How much long-term morbidity?

Doubtless the deaths will be the tip of the iceberg.

I have not read the full report but will do so.

However, a count for the words “leader(s)” or “leadership” showed that it occurred 42 times in the document.


These words occurred 56 times

It seems, therefore, that the opinion is that:

1. Leaders are important within the NHS
2. There is a lack of leadership within that organisation.

The first is true.

The second is false.

Leaders are scattered like gold dust throughout every NHS hospital and GP practice in every region in the UK. You can’t find them. You probably have not spoken to them. These leaders will not be seeking you out either. They avoid management courses if possible, they do not do the committee circuit if they can avoid it and they have no interest whatsoever in becoming one of the great and the good of the medical profession. They are not the ones who are presented to you when you visit a hospital. They will for example be at clinics, in laboratories, in operating theatres or in an endoscopy suite. They will not think your hospital visit is important because they have seen it all before. They will think the plants in the atrium brought in especially to impress you and the entourage of clowns following you is an affront if the hospital you are visiting does not have enough nurses or doctors, patients are not being fed at mealtimes, they are not receiving prescribed medications….. I could go on. They are quiet but determined leaders in their own patch. They do not “Lead Beyond Authority” and they do not “network.” Instead they build up excellent relationships within their own small teams as they interact with respected colleagues in other specialties.

This works.

And they work.

They are the hands on doctors, nurses and other hospital staff who lead by using their intelligence, knowledge, experience, enthusiasm and goodwill to prevent the NHS becoming a circus.
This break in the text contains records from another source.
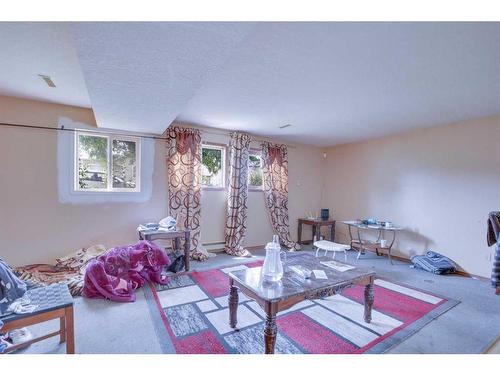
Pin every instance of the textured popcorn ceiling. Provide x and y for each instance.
(140, 75)
(334, 82)
(30, 48)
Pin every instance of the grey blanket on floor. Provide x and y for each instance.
(493, 237)
(11, 288)
(434, 262)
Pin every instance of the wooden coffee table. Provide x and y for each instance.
(292, 289)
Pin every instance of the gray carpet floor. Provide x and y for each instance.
(470, 327)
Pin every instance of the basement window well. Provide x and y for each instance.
(106, 163)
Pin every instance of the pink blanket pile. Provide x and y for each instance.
(115, 274)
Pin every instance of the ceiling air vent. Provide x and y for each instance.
(47, 80)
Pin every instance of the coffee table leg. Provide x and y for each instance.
(270, 329)
(70, 330)
(233, 304)
(187, 250)
(369, 298)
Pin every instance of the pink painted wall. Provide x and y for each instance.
(36, 227)
(439, 183)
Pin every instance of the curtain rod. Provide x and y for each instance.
(148, 136)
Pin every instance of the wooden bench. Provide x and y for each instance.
(54, 302)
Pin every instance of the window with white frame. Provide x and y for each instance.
(107, 163)
(255, 178)
(213, 160)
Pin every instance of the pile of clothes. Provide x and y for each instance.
(434, 262)
(69, 270)
(13, 301)
(493, 238)
(115, 274)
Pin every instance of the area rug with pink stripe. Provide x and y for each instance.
(191, 316)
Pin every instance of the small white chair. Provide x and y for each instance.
(331, 246)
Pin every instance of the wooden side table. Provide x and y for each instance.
(151, 235)
(53, 302)
(316, 226)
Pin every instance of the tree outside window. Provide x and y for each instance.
(255, 178)
(106, 163)
(212, 160)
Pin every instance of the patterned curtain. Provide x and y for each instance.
(184, 183)
(275, 172)
(237, 195)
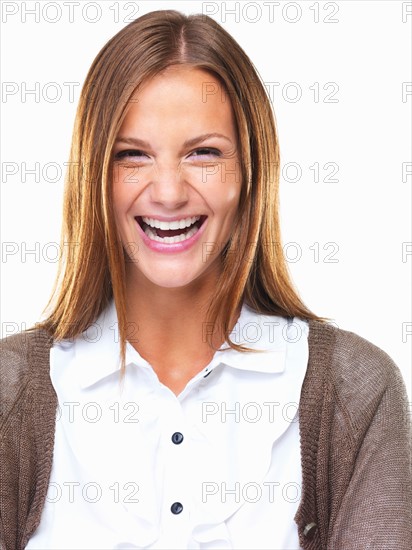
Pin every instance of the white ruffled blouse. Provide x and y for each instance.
(136, 466)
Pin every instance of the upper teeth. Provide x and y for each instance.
(177, 224)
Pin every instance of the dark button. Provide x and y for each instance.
(176, 507)
(177, 438)
(310, 530)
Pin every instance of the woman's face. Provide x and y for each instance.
(176, 177)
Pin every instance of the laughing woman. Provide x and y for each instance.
(179, 394)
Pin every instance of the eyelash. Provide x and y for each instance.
(131, 152)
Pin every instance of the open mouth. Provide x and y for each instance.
(170, 232)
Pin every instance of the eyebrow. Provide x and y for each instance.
(188, 143)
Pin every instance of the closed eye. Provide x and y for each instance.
(202, 152)
(128, 153)
(205, 151)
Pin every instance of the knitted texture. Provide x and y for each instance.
(355, 437)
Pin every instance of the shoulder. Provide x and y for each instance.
(24, 364)
(360, 374)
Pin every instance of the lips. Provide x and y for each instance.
(168, 229)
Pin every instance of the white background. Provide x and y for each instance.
(366, 214)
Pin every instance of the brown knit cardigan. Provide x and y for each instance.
(355, 443)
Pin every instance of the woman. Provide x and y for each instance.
(155, 407)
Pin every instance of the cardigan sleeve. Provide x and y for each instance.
(375, 512)
(27, 415)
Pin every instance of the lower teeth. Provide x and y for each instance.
(169, 240)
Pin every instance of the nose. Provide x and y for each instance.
(169, 187)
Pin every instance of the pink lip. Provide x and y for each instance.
(171, 247)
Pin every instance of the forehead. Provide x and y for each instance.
(180, 94)
(183, 82)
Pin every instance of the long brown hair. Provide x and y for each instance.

Keeping the show on the road without it turning into a circus can be an uphill struggle for them and from time to time the clowns roll in and undo everything that has been achieved.

It is then that patients die.

Then the leaders have to start all over again.

Any one of these leaders would be able to tell you what would work best in their patch, what is efficient, and what is a waste of money. Each patch is different. One rule does not fit all.

But nobody wants to know.

Until patients die.

Or more correctly, until it is widespread knowledge that patients have died.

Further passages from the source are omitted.